Uma delas é combinar,
por exemplo, o trabalho com a partilha do sofrimento com outros trabalhadores e
estudantes. “Na vida acadêmica isso é extremamente comum. Somos meio que
coagidos para nos apresentarmos uns aos outros como intelectos puros e não como
essas criaturas de carne e vísceras que sofrem de insônia, ansiedade, etc.
Simplesmente partilhar essas vulnerabilidades em vez de vestir essa máscara da
invulnerabilidade, já é um início importante”, acredita.
Para o trabalho não só
deixar de ser um fator de adoecimento, mas também ser uma fonte de prazer,
Peters afirma que a ideia de um trabalho significativo tem de ser reconstruída.
“Alguns considerariam utópica, mas acredito em um sistema social que pudesse
desvincular, pelo menos em alguma medida, renda e emprego”, diz.
A ideia de renda
básica universal, por exemplo, é uma maneira de fazer isso. “Responde ao
desemprego como um problema sistêmico e recupera o trabalho como uma atividade
significativa.

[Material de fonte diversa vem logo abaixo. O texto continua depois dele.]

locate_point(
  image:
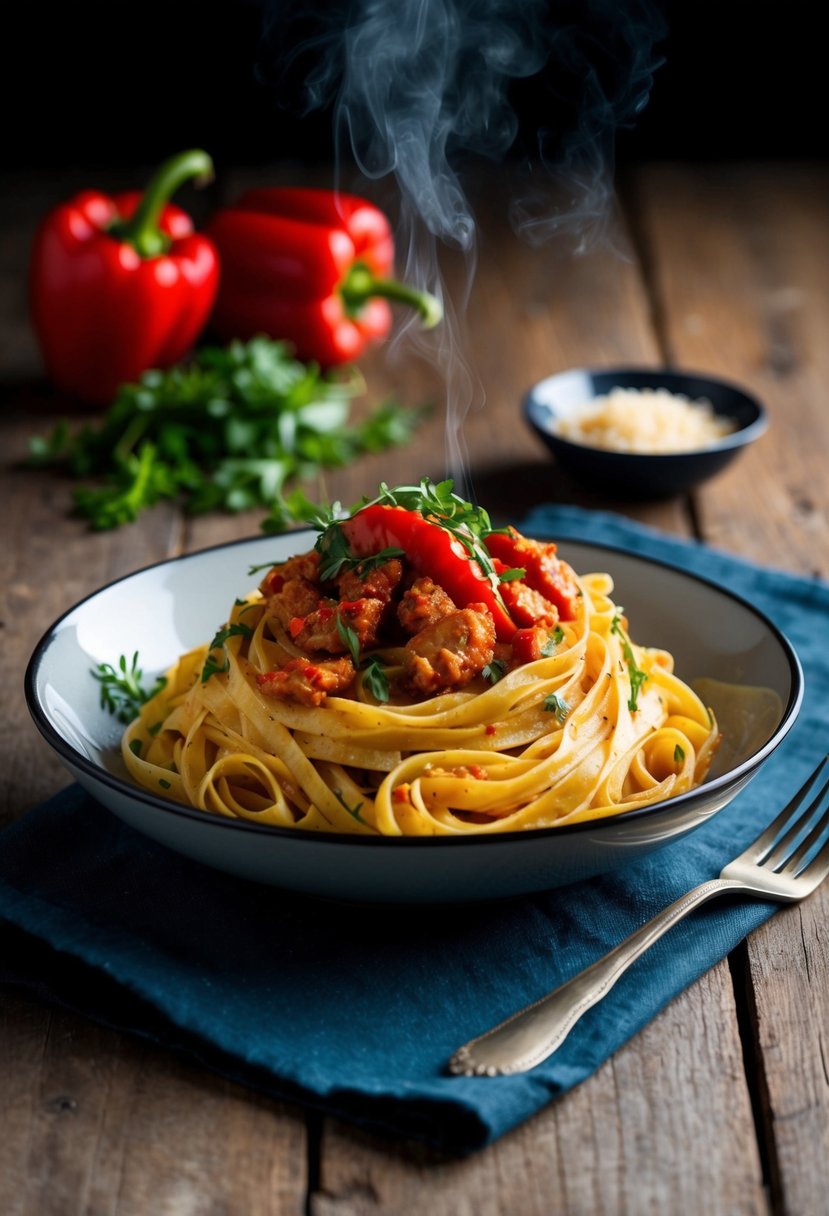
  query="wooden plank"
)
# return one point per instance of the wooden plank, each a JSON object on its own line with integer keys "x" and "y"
{"x": 531, "y": 313}
{"x": 613, "y": 1144}
{"x": 90, "y": 1120}
{"x": 97, "y": 1122}
{"x": 739, "y": 260}
{"x": 739, "y": 263}
{"x": 648, "y": 1133}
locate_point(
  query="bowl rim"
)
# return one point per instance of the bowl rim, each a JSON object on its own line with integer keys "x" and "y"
{"x": 154, "y": 801}
{"x": 736, "y": 439}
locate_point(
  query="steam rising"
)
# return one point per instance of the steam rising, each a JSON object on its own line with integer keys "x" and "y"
{"x": 421, "y": 88}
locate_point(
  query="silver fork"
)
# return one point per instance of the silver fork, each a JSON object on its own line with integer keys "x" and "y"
{"x": 782, "y": 863}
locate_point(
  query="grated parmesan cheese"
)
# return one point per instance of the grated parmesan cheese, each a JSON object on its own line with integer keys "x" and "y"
{"x": 654, "y": 421}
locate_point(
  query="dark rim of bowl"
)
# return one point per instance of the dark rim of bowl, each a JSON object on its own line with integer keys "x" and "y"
{"x": 208, "y": 820}
{"x": 739, "y": 438}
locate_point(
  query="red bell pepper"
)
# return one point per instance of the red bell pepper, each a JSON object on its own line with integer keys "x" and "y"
{"x": 120, "y": 283}
{"x": 432, "y": 550}
{"x": 545, "y": 572}
{"x": 313, "y": 268}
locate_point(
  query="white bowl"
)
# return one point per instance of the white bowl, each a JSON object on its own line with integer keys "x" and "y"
{"x": 169, "y": 608}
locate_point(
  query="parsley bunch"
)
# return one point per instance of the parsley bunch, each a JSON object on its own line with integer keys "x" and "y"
{"x": 122, "y": 688}
{"x": 225, "y": 431}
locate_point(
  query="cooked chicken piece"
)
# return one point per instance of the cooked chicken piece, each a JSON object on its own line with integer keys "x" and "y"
{"x": 303, "y": 566}
{"x": 528, "y": 607}
{"x": 308, "y": 682}
{"x": 423, "y": 603}
{"x": 378, "y": 584}
{"x": 295, "y": 598}
{"x": 322, "y": 629}
{"x": 451, "y": 652}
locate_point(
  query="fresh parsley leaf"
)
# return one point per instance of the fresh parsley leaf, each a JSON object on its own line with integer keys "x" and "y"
{"x": 214, "y": 666}
{"x": 376, "y": 679}
{"x": 122, "y": 691}
{"x": 495, "y": 670}
{"x": 637, "y": 676}
{"x": 556, "y": 704}
{"x": 229, "y": 429}
{"x": 554, "y": 640}
{"x": 349, "y": 637}
{"x": 354, "y": 811}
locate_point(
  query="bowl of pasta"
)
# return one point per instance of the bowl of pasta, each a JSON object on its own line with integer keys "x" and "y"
{"x": 643, "y": 433}
{"x": 407, "y": 705}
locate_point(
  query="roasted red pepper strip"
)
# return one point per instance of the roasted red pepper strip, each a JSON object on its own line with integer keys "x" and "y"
{"x": 545, "y": 572}
{"x": 120, "y": 283}
{"x": 430, "y": 550}
{"x": 311, "y": 268}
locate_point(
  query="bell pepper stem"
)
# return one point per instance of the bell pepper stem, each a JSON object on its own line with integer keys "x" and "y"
{"x": 361, "y": 285}
{"x": 141, "y": 230}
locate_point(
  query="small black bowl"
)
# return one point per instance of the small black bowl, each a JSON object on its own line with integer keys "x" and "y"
{"x": 633, "y": 474}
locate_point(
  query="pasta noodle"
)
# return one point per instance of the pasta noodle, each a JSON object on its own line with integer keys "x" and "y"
{"x": 595, "y": 726}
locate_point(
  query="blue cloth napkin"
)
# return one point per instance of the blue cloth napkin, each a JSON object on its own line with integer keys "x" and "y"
{"x": 353, "y": 1011}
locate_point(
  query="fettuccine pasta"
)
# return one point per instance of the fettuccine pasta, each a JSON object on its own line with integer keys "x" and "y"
{"x": 592, "y": 726}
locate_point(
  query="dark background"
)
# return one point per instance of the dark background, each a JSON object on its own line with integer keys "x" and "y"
{"x": 88, "y": 84}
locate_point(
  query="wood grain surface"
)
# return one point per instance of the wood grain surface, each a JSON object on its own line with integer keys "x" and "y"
{"x": 721, "y": 1105}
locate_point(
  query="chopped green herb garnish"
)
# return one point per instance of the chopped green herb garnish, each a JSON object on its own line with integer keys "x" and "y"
{"x": 227, "y": 429}
{"x": 467, "y": 523}
{"x": 255, "y": 569}
{"x": 236, "y": 630}
{"x": 354, "y": 811}
{"x": 214, "y": 669}
{"x": 495, "y": 670}
{"x": 554, "y": 640}
{"x": 376, "y": 679}
{"x": 349, "y": 637}
{"x": 637, "y": 676}
{"x": 122, "y": 692}
{"x": 556, "y": 704}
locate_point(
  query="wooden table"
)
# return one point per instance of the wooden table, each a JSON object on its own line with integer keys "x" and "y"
{"x": 721, "y": 1105}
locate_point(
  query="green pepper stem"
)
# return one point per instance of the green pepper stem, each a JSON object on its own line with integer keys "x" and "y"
{"x": 141, "y": 229}
{"x": 361, "y": 285}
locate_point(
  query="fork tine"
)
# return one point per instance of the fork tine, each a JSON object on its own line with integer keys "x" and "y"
{"x": 767, "y": 850}
{"x": 794, "y": 867}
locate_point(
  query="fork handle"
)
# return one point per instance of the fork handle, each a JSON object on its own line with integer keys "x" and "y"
{"x": 533, "y": 1034}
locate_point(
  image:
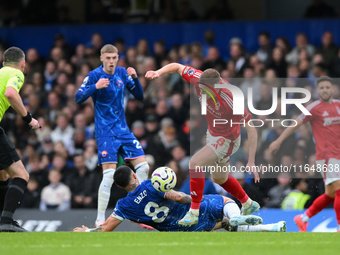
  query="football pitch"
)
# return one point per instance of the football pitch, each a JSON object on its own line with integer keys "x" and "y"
{"x": 64, "y": 243}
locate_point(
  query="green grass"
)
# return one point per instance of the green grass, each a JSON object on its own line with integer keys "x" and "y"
{"x": 64, "y": 243}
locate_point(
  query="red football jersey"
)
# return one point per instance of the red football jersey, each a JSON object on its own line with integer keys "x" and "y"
{"x": 325, "y": 123}
{"x": 230, "y": 130}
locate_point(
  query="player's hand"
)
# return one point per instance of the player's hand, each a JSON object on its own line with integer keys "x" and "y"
{"x": 150, "y": 75}
{"x": 251, "y": 168}
{"x": 82, "y": 229}
{"x": 34, "y": 124}
{"x": 274, "y": 147}
{"x": 102, "y": 83}
{"x": 132, "y": 72}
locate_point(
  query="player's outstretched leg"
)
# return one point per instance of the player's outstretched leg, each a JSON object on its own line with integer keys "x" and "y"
{"x": 104, "y": 195}
{"x": 317, "y": 206}
{"x": 253, "y": 207}
{"x": 233, "y": 187}
{"x": 196, "y": 191}
{"x": 275, "y": 227}
{"x": 232, "y": 211}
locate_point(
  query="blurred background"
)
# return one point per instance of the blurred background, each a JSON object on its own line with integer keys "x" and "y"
{"x": 247, "y": 41}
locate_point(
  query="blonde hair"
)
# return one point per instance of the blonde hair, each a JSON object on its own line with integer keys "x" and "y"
{"x": 210, "y": 77}
{"x": 108, "y": 48}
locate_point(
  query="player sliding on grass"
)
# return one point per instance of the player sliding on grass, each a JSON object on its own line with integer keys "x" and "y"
{"x": 325, "y": 123}
{"x": 144, "y": 204}
{"x": 222, "y": 140}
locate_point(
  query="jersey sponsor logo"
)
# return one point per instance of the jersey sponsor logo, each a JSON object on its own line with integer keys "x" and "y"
{"x": 331, "y": 121}
{"x": 120, "y": 83}
{"x": 214, "y": 145}
{"x": 85, "y": 80}
{"x": 19, "y": 79}
{"x": 191, "y": 72}
{"x": 325, "y": 114}
{"x": 186, "y": 70}
{"x": 15, "y": 85}
{"x": 104, "y": 154}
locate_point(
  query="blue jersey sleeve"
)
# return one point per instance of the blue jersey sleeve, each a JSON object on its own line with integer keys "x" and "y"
{"x": 134, "y": 86}
{"x": 87, "y": 89}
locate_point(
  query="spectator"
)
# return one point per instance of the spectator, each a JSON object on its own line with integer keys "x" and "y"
{"x": 301, "y": 41}
{"x": 264, "y": 52}
{"x": 55, "y": 196}
{"x": 328, "y": 49}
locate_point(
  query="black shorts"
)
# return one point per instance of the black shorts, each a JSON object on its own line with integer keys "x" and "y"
{"x": 8, "y": 153}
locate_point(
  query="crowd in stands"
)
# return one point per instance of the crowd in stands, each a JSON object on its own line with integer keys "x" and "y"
{"x": 61, "y": 157}
{"x": 41, "y": 12}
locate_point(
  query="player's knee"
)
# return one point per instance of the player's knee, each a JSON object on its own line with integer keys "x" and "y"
{"x": 218, "y": 180}
{"x": 108, "y": 174}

Nesse mundo, o trabalho fundamental da vida da pessoa não é
necessariamente o que dá a ela o ganha-pão, mas é o que dá a ela o senso de
propósito, seja engajamento comunitário, seja envolvimento artístico e assim
por diante.
O trabalho nunca é só,
ou pelo menos nunca deveria ser, o ganha-pão. Se ele é só o ganha-pão, acaba
tendo efeitos psicológicos degradantes para o indivíduo”, conclui.